Célina : Je ne sais pas, mais nous l’espérons. Nous avons un bon classement, mais nous ne sommes pas trop renseignés. Karine préfère avancer étape par étape, sans nous monter la tête ni nous donner de faux espoirs. Nous ne sommes pas du tout du genre à parler de résultats. Avec Karine, c’est travail, travail, travail, travail. Elle ne nous a jamais parlé des compétitions à venir l’année prochaine, mais par contre, elle nous dit souvent : "Si nous travaillons cela, c’est pour les compétitions senior." Tout est toujours pensé dans une démarche de progression technique.

 

Skate Info Glace : C’est la fin de la saison junior, mais j’imagine que vous poursuivez avec le ballet ?

Jean-Hans : Oui, nous avons une compétition de ballet dans un mois et demi avec notre équipe.
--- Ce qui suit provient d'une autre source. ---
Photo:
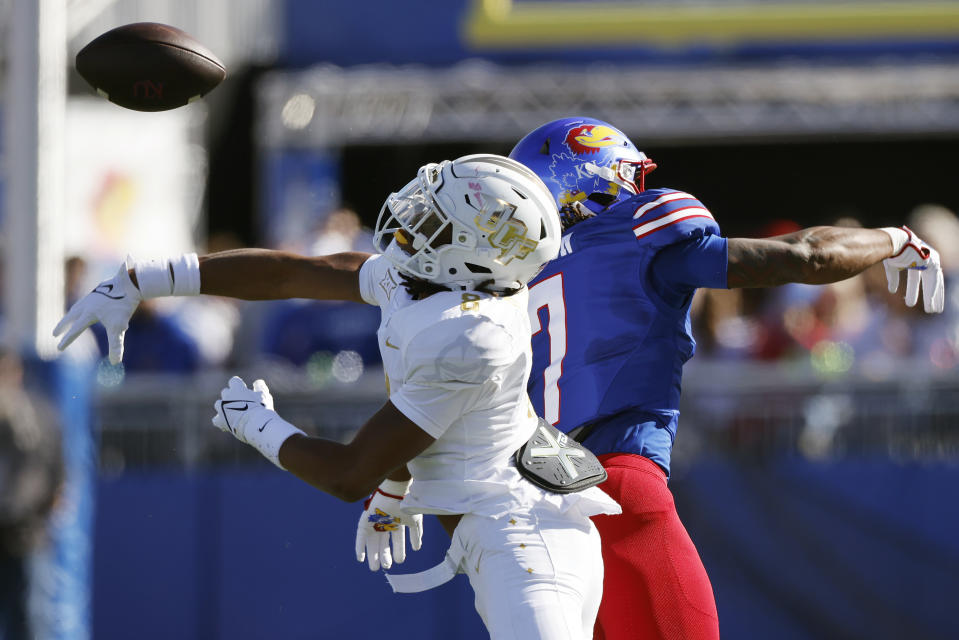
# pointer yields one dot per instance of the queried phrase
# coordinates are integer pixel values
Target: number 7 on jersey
(549, 293)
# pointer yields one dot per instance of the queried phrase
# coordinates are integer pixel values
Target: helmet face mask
(587, 164)
(478, 220)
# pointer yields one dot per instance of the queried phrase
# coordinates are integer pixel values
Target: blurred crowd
(854, 326)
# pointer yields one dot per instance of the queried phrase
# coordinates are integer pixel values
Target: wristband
(270, 437)
(177, 277)
(899, 238)
(186, 274)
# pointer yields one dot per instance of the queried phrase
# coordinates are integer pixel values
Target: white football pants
(537, 576)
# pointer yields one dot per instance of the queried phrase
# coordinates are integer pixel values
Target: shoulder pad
(663, 217)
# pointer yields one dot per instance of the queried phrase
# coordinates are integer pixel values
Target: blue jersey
(610, 320)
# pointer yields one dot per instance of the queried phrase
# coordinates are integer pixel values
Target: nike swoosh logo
(226, 416)
(106, 290)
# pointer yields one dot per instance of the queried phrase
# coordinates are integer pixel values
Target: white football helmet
(467, 221)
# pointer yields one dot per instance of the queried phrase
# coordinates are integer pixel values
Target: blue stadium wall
(583, 31)
(855, 549)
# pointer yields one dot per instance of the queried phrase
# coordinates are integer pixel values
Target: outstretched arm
(820, 255)
(261, 274)
(817, 255)
(249, 274)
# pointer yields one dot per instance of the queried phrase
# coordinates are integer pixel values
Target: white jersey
(457, 365)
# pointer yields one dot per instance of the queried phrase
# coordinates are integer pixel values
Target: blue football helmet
(587, 164)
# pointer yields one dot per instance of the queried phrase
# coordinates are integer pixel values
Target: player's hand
(242, 411)
(381, 531)
(921, 262)
(248, 414)
(112, 304)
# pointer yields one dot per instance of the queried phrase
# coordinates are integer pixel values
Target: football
(147, 66)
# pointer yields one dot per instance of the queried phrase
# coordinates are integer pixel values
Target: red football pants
(655, 585)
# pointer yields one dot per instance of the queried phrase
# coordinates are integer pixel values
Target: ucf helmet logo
(506, 234)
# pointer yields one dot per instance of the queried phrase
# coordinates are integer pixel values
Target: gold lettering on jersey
(388, 284)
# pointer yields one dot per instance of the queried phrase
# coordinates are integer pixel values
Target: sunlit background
(816, 463)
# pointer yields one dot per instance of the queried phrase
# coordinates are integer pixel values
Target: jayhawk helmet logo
(590, 138)
(584, 160)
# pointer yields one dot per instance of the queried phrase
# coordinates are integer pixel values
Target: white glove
(112, 304)
(248, 414)
(383, 523)
(922, 263)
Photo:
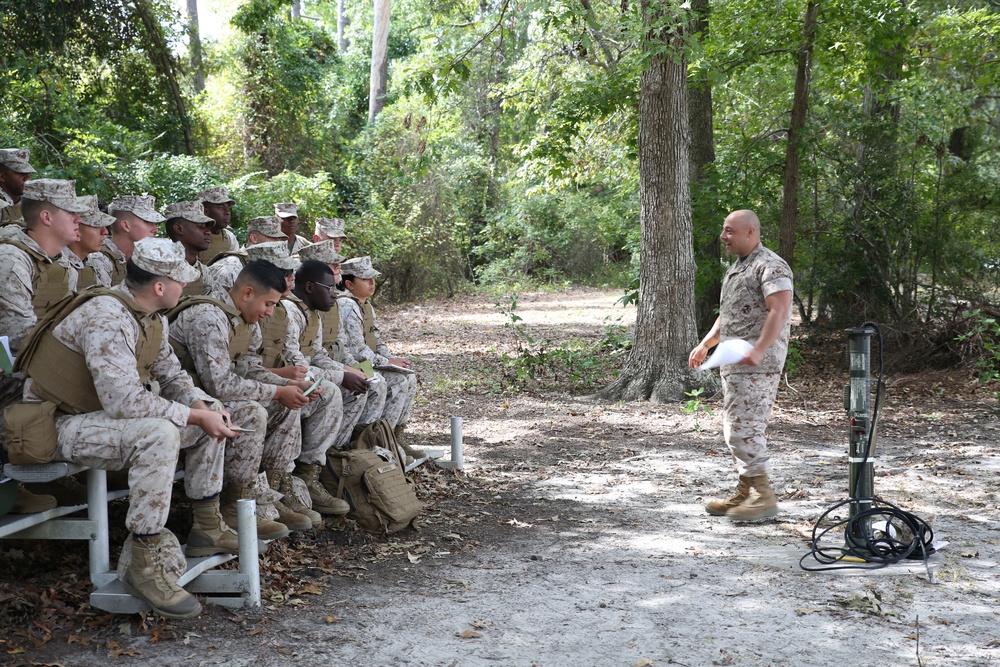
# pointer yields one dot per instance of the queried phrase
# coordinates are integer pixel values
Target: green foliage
(695, 406)
(170, 178)
(539, 364)
(256, 194)
(794, 360)
(984, 337)
(506, 153)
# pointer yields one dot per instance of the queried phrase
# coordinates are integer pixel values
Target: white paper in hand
(727, 352)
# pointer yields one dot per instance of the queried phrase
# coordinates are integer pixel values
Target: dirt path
(577, 535)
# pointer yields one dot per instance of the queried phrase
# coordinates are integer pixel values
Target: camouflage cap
(275, 252)
(216, 195)
(16, 159)
(95, 217)
(286, 210)
(359, 267)
(141, 206)
(192, 211)
(332, 227)
(55, 192)
(268, 225)
(163, 257)
(322, 251)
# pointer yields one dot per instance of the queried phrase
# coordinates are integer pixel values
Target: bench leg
(97, 512)
(246, 517)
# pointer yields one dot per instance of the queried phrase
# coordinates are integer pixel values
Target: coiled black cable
(881, 548)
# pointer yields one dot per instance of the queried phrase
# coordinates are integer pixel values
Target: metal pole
(857, 402)
(246, 520)
(456, 443)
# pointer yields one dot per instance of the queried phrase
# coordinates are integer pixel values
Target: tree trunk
(796, 128)
(665, 328)
(342, 22)
(380, 59)
(194, 46)
(706, 214)
(159, 53)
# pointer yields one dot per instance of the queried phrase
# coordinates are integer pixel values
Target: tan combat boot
(323, 502)
(266, 529)
(410, 451)
(209, 533)
(295, 519)
(29, 503)
(147, 579)
(759, 505)
(720, 507)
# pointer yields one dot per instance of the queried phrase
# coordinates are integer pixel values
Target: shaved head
(740, 232)
(745, 219)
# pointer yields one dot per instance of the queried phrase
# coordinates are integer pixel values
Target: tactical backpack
(370, 478)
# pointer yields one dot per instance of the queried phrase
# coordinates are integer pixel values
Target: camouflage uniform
(106, 262)
(400, 388)
(137, 429)
(204, 330)
(223, 241)
(299, 243)
(17, 315)
(221, 275)
(320, 364)
(198, 287)
(749, 391)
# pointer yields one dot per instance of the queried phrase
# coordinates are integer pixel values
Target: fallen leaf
(802, 611)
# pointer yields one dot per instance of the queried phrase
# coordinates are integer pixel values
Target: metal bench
(231, 588)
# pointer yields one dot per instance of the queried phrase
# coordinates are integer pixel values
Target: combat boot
(147, 579)
(323, 502)
(760, 504)
(295, 519)
(720, 507)
(209, 533)
(266, 529)
(29, 503)
(410, 451)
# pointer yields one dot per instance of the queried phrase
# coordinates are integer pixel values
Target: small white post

Célina : Karine a déjà commencé à monter le programme, donc nous devons apprendre les pas rapidement. Il y a beaucoup de chorégraphie, mais c’est moins stressant. C’est différent. Mais le programme de ballet dure sept minutes !

 

Skate Info Glace : Vous avez partagé sur les réseaux sociaux que vous appréciez beaucoup le dos nu que porte Paul Poirier pour sa danse libre. Pouvez-vous nous en dire plus ?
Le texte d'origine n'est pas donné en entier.